The Difference Between What and Why: Machine Learning, Science, and Policy

Gautam Kambhampati discusses our increasing dependence on machine learning models in policymaking.

Delegating decision-making to machine learning models is all the rage today. From deciding where to deploy policing resources to sifting through CVs, the technology appears all over everyday life [1].

However, faith in these methods is misguided and our increasing dependence on them in policymaking should trouble us. This is not because machine learning models are opaque (though they can be) or because they reproduce systemic injustices hidden in the training data (though they do).
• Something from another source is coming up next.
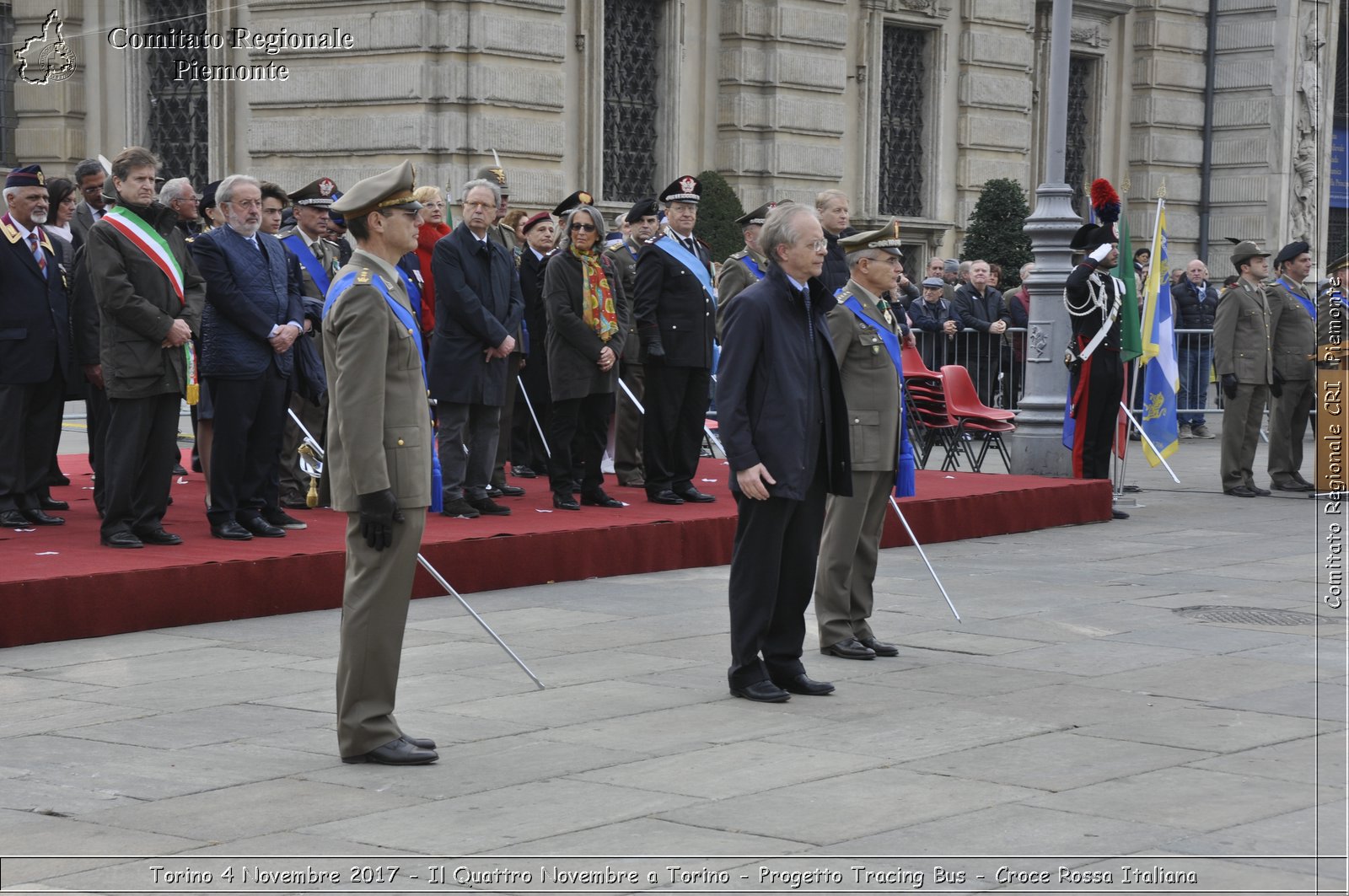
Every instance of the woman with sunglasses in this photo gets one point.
(589, 314)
Both of these issues can be mitigated through novel techniques, more attentive modellers, and end-users critically evaluating outputs [2]. My criticism is more fundamental: machine learning models only answer what questions, whilst progressive policy development requires both asking and answering why questions.

Consider the case of so-called ‘proactive’ policing. This makes use of machine learning models to predict the crime rate in certain areas, so that limited policing resources might be deployed more effectively [3]. This answers a what question: what is the crime rate likely to be in Bishop Burton? It does not answer the why question: why is the crime rate like that in the first place? The latter is the question that needs to be answered in order to develop a progessive policy that tackles the root causes of crime.

In fact, machine learning models are structurally incapable of answering a why question.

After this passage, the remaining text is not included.